Dec. 10, 2020Print | PDF
One of the challenges of COVID-19 is understanding the various ways that different people and populations experience and understand the pandemic.
As Wilfrid Laurier University transitioned to remote learning last spring due to the pandemic, a group of professors began developing an interdisciplinary undergraduate course to help students explore the pandemic’s complexities and myriad challenges.
“We’re using COVID-19 as a lens for students to see how complex issues are never experienced in silos. [Students] could come away at the end of the course with a real understanding of what this pandemic means to those in fields outside of their own.”
The new course, COVID 19: From Cell to Society, offered through Laurier’s Department of Health Sciences in the Faculty of Science, will welcome its first cohort of more than 200 students in January 2021. Felix Munger, from Laurier’s Department of Psychology, is leading a collaborative course development process, working alongside 14 faculty members whose areas of research and expertise include virology, immunology, epidemiology, public health, history, geography, communication studies and psychology.
The online undergraduate course is open to students from all faculties.
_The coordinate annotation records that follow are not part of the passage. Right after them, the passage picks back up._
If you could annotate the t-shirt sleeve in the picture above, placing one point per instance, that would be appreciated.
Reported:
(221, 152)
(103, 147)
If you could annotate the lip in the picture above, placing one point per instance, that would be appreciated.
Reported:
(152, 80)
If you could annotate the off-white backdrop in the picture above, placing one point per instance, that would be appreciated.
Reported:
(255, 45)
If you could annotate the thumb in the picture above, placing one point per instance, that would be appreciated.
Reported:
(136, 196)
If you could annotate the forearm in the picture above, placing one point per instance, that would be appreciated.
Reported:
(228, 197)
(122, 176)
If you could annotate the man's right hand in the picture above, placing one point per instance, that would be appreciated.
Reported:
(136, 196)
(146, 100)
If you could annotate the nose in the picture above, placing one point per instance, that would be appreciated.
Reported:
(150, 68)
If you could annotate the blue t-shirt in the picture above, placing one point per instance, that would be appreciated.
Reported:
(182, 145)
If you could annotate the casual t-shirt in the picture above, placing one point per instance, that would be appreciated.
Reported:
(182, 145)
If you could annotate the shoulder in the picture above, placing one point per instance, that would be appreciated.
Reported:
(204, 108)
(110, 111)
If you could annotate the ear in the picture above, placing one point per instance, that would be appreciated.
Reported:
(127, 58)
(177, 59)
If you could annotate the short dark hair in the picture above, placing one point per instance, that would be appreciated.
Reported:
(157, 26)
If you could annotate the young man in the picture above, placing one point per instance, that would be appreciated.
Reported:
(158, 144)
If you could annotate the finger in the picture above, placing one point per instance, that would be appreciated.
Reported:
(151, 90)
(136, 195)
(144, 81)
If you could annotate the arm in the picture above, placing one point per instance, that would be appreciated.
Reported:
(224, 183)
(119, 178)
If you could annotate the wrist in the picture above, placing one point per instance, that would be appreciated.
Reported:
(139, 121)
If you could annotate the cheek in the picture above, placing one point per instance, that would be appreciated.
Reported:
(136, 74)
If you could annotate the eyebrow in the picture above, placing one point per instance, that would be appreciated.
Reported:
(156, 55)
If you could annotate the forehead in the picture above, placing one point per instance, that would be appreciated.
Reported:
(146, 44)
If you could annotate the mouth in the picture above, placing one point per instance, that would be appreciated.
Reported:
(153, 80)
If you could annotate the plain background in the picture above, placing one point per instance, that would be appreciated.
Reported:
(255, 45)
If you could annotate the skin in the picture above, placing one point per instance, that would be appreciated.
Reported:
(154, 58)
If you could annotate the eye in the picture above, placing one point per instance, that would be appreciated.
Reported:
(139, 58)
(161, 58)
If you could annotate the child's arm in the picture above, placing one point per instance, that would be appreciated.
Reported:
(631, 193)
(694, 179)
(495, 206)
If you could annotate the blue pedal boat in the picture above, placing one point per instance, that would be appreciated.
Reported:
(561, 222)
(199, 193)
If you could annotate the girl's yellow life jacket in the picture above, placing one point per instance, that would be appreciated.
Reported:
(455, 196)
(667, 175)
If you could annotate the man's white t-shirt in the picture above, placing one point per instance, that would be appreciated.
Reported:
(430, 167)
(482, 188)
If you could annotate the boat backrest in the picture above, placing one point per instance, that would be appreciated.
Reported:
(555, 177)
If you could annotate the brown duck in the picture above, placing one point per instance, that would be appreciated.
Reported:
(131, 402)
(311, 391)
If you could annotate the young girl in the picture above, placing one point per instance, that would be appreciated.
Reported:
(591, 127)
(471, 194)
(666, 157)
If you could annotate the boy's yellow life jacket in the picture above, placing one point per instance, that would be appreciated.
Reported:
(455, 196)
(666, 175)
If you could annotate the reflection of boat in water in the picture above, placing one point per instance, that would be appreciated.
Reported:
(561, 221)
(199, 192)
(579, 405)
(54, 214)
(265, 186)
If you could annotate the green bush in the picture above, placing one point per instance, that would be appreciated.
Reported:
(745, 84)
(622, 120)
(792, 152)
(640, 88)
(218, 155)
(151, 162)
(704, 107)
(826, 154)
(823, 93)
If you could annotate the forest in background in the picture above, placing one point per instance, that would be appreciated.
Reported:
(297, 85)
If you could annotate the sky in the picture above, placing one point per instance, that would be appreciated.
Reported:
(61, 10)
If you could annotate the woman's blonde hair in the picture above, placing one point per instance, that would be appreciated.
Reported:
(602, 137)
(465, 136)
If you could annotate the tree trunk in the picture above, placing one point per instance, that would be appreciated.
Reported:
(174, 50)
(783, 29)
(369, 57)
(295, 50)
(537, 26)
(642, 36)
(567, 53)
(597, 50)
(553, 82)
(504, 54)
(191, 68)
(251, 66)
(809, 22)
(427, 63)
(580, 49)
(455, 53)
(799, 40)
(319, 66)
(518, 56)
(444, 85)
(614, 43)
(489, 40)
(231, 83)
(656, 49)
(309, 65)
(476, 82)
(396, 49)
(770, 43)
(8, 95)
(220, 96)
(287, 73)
During 12 weeks of online instruction, students will explore the complexity of the effects of COVID-19 through an interdisciplinary lens, allowing them to view and understand the pandemic through diverse academic perspectives.
“We’re using COVID-19 as a lens for students to see how complex issues are never experienced in silos,” says Munger. “I’m excited that a communications, music or biology student could come away at the end of the course with a real understanding of what this pandemic means to those in fields outside of their own.”
In one lesson, Health Sciences and Biology Associate Professor Stephanie DeWitte-Orr will provide information about the virus that causes COVID-19, SARS-CoV-2, how it infects, and how it transmits. In another, she will explain how the human body responds to SARS-CoV-2, how our body protects itself from the virus, and introduces the concept of herd immunity.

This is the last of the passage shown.